During the first six months of 2004, Group turnover remained practically unchanged over last year at Lm27 million. Revenue from fixed line continued to decrease due to the pressures from VOIP technology and the continuing migration to mobile telephony. However, this was compensated for by increases in turnover registered by Go Mobile and the other subsidiaries, mainly Datastream. Cost of sales increased by 7.7% to Lm15 million, mainly as a result of a one-off item of expenditure at Company level and other costs as subsidiary level necessary to retain their market share in an increasingly competitive environment. The Group gross margin dropped by 8.8% to Lm11.9 million, resulting in a margin of 44.3% from 48.4% in June 2003.
Earnings before interest, tax, depreciation, and amortisation (EBITDA) – a very important measure in the telecommunications industry due to the high depreciation charges – amounted to Lm11.4 million compared to Lm12.2 million in the first six months of last year. This translates into an EBITDA margin of 42.2% (2003: 45.2%), still a very good margin when compared to foreign telecoms operators.
Administrative and distribution expenses increased marginally by 1.9% to Lm5.2 million. Group operating profit before exceptional items amounted to Lm6.6 million compared to Lm7.7 million in 2003. However from the 2003 figure one must deduct an amount of Lm720,000 which relates to the compromise agreement with Vodafone Malta Ltd. last year to settle some long outstanding disputes. As such, Group operating profit before exceptional items dropped by Lm432,000 over last year.
The exceptional item of Lm2.3 million last year relates to VAT in dispute.
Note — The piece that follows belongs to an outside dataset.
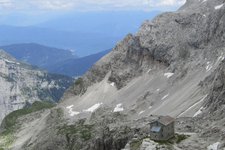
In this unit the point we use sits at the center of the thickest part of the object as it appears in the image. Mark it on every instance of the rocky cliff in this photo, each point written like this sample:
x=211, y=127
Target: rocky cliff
x=174, y=66
x=22, y=84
This amount had been paid under protest by the end of December 2003. The dispute is, however still ongoing with the VAT Appeals Board.
The Group’s profit before tax for the first six months of the year increased by 25.4% to Lm6.2 million. After accounting for taxation, profit for the period under review amounted to Lm4.1 million compared to Lm3.3 million in the same six months of last year. The Group’s earnings per share taking account of last year’s exceptional items increased by 25% to 4c0 per share. Excluding the exceptional items Group earnings per share dropped from 5c4 to 4c0.
Total assets as at the end of June 2004 stood at Lm125.3 million with shareholders' funds at Lm76.8 million, resulting in a book value per share of 75.8 cents. Maltacom's net debt continued to decrease and at the end of June amounted to Lm11.8 million compared to Lm24.6 million in June 2003. The gearing ratio therefore dropped from 36.1% in June 2003 to 15.4%.